Las inexactitudes de este relato son tan magníficas como numerosas. En primer lugar, el amigo de este admirable biógrafo no aguardó el cumplimiento de su destino en un saloncito particular de las Armas de Cadogan fumando cigarrillos y bebiendo whiskey and soda con algunos compañeros. Los compañeros de Wilde, por razones que ellos mejor que nadie conocen, huyeron como por ensalmo, como copos de nieve sobre el agua, en el instante preciso de saber que sir Edward Clarke retiraba su demanda contra mi padre. La única persona que permaneció a su lado en aquel instante fui precisamente yo. Nosotros teníamos plena conciencia de que la detención podía sobrevenir como consecuencia de lo que acababa de suceder, y no solo Wilde recelaba que habrían de detenerlo sino que hasta consideraba probable que me detuviesen también a mí. Yo hice cuanto pude por tranquilizarlo, diciéndole que no corríamos peligro ya que él estaba seguro de su inocencia y no menos seguro estaba yo de la mía.

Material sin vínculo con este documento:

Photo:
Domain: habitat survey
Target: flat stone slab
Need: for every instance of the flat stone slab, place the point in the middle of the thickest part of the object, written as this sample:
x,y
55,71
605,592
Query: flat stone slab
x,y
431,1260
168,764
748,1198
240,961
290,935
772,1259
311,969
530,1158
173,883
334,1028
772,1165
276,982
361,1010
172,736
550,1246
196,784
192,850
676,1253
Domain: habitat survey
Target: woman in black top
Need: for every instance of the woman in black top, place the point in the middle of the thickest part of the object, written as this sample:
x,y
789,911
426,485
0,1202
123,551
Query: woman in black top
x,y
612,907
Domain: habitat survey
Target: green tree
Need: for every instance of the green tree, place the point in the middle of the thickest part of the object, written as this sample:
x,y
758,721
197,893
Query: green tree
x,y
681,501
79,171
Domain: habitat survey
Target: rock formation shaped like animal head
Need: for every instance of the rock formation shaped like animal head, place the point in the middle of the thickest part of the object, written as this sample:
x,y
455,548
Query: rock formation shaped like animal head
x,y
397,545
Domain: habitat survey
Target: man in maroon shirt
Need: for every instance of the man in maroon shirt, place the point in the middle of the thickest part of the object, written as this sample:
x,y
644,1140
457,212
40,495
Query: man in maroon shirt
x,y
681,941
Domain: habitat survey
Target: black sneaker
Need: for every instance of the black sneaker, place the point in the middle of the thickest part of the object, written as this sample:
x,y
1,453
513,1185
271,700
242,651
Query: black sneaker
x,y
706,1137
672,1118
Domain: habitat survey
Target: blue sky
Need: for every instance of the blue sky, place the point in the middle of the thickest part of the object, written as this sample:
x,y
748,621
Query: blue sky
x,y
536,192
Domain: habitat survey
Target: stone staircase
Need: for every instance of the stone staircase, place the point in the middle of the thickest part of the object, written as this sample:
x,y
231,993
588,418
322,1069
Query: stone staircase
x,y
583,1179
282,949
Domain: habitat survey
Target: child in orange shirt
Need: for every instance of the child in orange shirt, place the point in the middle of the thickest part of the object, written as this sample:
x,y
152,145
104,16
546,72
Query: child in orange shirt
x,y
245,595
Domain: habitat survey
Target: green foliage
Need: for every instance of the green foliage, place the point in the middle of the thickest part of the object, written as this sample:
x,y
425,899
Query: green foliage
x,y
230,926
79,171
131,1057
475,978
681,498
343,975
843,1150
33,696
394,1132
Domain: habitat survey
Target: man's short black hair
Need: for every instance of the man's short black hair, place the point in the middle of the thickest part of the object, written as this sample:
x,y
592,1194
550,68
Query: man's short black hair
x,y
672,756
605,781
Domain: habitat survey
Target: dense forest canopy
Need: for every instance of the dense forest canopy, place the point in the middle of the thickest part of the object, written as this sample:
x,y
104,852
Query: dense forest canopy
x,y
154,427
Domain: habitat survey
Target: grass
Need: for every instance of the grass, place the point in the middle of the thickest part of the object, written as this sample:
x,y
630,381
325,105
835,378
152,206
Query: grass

Yo tenía alquilado un departamento en el Cadogan Hotel —¡y no en la posada, con su permiso, míster Sherard!—, en Sloane Street, y allí me llevé a Wilde a la salida de Old Bailey, después de almorzar en el Hotel Holborn. En mi vida había visto hombre más decaído e inquieto por su suerte. No cesaba de asegurarme entre lágrimas que todo aquello no era sino un horrible complot contra él y que la incertidumbre acabaría por matarlo. Yo logré hacerlo entrar en razón, hablándole, desde luego, con ruda franqueza, y para salir de dudas me trasladé a la Cámara de los Comunes con objeto de ver a mi tío Georges Wyndham y tratar de saber qué pensaban hacer las autoridades. Wyndham me recibió en la sala de espera, y después de informarse en la Cámara volvió diciéndome que sir Robert Keid aseguraba que iban a proseguirse inmediatamente las vistas. De vuelta al Cadogan Hotel, encontré allí no a Oscar Wilde sino una carta suya, en la que me comunicaba que había sido detenido, añadiendo que iba a tener que dormir en Bow Street y rogándome que fuese a ver a distintas personas con objeto de que salieran fiadores de él, y que me trasladara a Bow Street y procurase también verlo a él. Tenía intención de reproducir aquí esa carta en facsímil50, pero la disposición legal obtenida por míster Ross me lo impide.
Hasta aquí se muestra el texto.